営業損益こそ1305億円の黒字になったが、最終損益は1146億円の赤字。21年度も売上高はさらに減り、3兆1800億円になり、営業利益も16%減の1100億円と予想している。
ある意味、東芝は現実を受け入れ「日本を代表する企業」になることを覚悟したのかもしれない。
老朽化したインフラの保守・更新を主軸に
オンラインで実施されたこの日の記者会見で、車谷暢昭社長兼最高経営責任者(CEO)は半導体メモリーや家電を切り離した後の、新しい東芝の姿をこう表現した。
「インフラサービスカンパニー」
三井住友銀行からCVCキャピタルパートナーズを経て2018年に東芝の会長兼CEOに就任した車谷氏は、東芝を「世界有数のCPS(サイバー・フィジカル・システム)企業にする」というビジョンを掲げてきた。

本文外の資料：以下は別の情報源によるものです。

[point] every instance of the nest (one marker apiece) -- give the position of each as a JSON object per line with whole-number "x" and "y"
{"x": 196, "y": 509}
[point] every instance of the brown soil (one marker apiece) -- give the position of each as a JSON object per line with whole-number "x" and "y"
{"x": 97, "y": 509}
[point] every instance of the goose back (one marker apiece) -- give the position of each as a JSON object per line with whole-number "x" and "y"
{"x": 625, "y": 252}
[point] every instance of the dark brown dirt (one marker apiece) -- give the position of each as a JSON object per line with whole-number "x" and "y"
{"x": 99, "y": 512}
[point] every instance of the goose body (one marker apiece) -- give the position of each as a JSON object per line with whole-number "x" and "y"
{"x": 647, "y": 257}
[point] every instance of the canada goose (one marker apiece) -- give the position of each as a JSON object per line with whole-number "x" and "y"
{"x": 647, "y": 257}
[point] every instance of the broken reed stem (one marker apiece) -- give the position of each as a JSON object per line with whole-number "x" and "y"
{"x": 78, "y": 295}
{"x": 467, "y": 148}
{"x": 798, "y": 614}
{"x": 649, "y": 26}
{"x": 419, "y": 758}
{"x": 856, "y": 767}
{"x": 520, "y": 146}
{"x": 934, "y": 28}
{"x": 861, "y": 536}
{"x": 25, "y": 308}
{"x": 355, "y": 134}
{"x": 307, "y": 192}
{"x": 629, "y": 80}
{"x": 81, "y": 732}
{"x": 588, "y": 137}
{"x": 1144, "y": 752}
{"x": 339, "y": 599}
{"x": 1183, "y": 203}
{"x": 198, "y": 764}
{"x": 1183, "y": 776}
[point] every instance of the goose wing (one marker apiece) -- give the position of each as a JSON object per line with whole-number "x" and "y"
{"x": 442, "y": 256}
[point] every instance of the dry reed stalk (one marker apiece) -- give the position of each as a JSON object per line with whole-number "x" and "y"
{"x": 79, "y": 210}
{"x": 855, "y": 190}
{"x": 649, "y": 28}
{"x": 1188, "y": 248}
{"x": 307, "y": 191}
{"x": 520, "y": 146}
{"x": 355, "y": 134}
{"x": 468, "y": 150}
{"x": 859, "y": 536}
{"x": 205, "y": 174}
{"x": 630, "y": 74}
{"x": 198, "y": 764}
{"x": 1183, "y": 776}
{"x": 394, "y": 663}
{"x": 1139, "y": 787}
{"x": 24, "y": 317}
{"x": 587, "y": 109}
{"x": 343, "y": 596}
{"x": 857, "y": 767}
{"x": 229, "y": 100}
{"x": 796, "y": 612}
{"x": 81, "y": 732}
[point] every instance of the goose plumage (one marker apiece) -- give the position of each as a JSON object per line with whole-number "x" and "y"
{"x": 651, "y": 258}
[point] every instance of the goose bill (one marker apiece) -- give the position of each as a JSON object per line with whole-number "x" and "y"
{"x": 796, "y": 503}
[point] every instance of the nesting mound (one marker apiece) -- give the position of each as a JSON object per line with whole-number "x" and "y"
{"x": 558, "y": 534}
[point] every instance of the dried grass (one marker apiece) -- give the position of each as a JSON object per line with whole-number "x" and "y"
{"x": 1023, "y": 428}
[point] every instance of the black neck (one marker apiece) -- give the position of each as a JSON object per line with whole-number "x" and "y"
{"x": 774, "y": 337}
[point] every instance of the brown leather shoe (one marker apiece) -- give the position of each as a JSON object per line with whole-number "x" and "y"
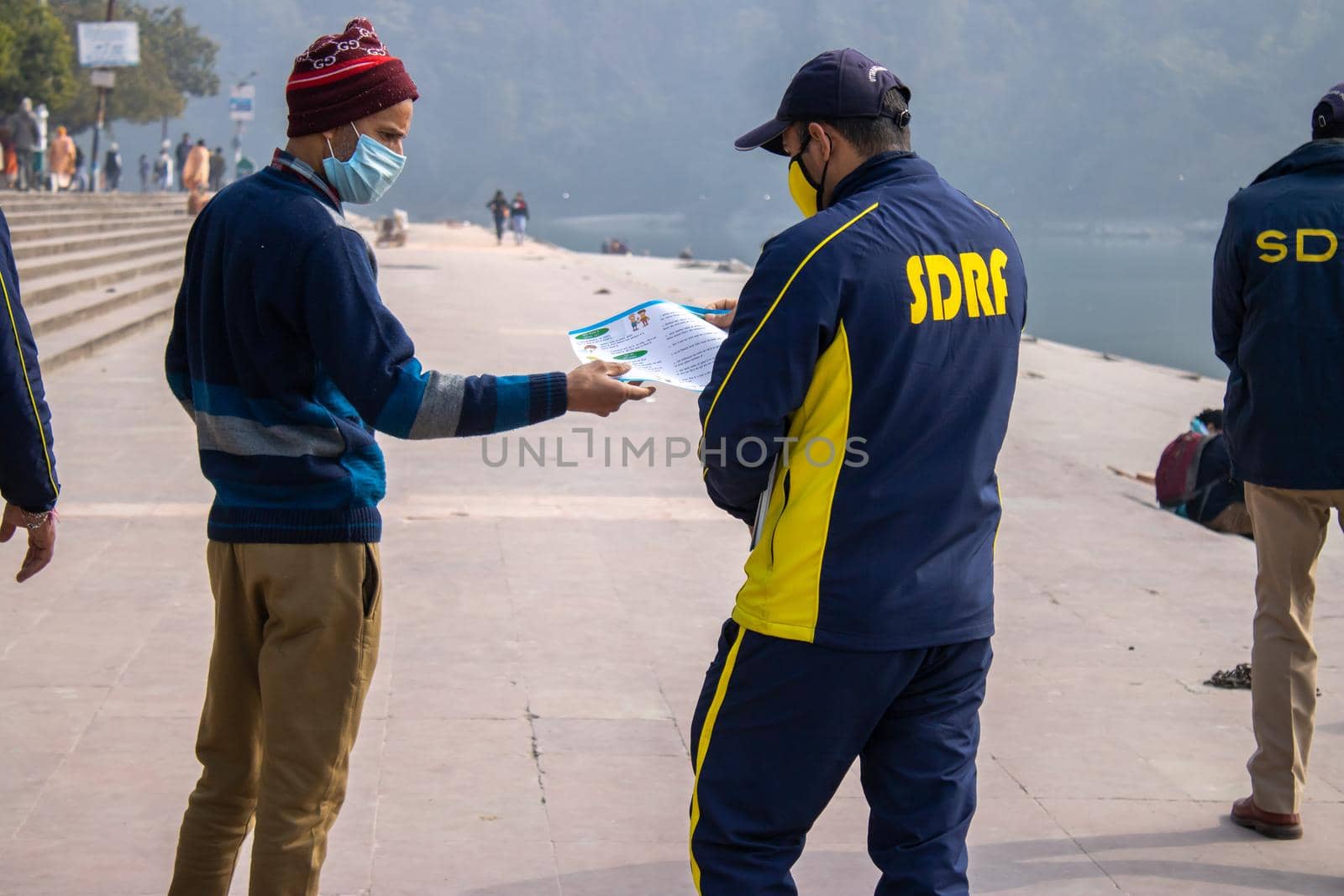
{"x": 1268, "y": 824}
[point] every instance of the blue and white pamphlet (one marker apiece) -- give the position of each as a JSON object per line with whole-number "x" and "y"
{"x": 662, "y": 342}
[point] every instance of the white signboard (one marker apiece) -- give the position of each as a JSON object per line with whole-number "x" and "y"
{"x": 241, "y": 102}
{"x": 109, "y": 45}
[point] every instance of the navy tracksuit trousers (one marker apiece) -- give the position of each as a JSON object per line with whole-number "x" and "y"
{"x": 781, "y": 721}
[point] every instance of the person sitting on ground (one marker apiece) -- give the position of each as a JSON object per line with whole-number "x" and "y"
{"x": 1195, "y": 479}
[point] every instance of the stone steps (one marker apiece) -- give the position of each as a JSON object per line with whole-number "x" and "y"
{"x": 82, "y": 340}
{"x": 94, "y": 269}
{"x": 47, "y": 289}
{"x": 87, "y": 259}
{"x": 55, "y": 316}
{"x": 24, "y": 238}
{"x": 29, "y": 217}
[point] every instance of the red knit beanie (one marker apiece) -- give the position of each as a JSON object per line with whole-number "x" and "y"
{"x": 344, "y": 76}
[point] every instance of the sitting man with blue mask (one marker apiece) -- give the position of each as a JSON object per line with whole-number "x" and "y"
{"x": 286, "y": 359}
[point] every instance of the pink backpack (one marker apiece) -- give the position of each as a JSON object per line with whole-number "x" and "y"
{"x": 1178, "y": 470}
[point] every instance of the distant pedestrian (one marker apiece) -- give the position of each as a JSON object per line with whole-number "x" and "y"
{"x": 62, "y": 160}
{"x": 24, "y": 134}
{"x": 195, "y": 175}
{"x": 8, "y": 157}
{"x": 163, "y": 168}
{"x": 27, "y": 468}
{"x": 217, "y": 170}
{"x": 81, "y": 183}
{"x": 1278, "y": 325}
{"x": 181, "y": 155}
{"x": 112, "y": 168}
{"x": 499, "y": 208}
{"x": 39, "y": 155}
{"x": 517, "y": 217}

ビッグデータやAI(人工知能)といったサイバーと、発電所、上下水道、鉄道システムなどのフィジカルを組み合わせた造語である。
実際には、車谷氏が会長に就任した頃の東芝は粉飾決算と海外原発の巨額赤字の処理に追われ、ビジョンを語るどころの騒ぎではなかったが、リストラ一辺倒では社員が下を向いてしまうため「CPS」という耳慣れない言葉で前向きな姿勢を出そうとした。
それに比べると、この日、車谷氏の口から出た「インフラサービスカンパニー」という言葉は「ありのままの東芝」を素直に表している。インフラサービスとは、わかりやすく言えば、老朽化した電力、上下水道、鉄道システムのメンテナンス、更新、廃棄である。
「インフラサービスというのはどのくらい儲かるものなのか」というアナリストの質問に対して、車谷氏はこう答えた。
「我々が主にビジネスをする日本や米欧では、社会インフラの構築はすでに完了しており、新たなインフラをどんどん構築する環境にはない。日本で新規の原発を建設するのは難しい。しかしこれらの社会インフラのメンテナンス市場は約5兆円あり、社会インフラの老朽化に伴って年率5%で市場が伸びている。日本でも原発の廃炉がこれから本格化する」
「社会インフラのメンテナンスは、構築の経験がある企業の方が有利で、新規参入は少ない。他社が構築したインフラのメンテナンスを受注していけば、5%よりもっと大きな成長が見込める。固定費を削れば利益率を10%近くまで高めることも可能だ」
これが「日本を代表する企業」の真の姿である。世界で最も少子高齢化が進み、エネルギー需要も消費も伸びない日本の中で、唯一、成長が約束されているビジネス。それは「介護」だ。子どもが減る一方の社会で幼稚園や学習塾は流行らないが、介護施設の需要はまだまだ伸びる。社会システムも同じこと。発電所や道路や鉄道を新たに作る「動脈ビジネス」はもはや必要ないが、戦後の復興期から営々と作り続けてきた社会インフラを維持したり廃棄したりする「静脈ビジネス」は今後も必要だ。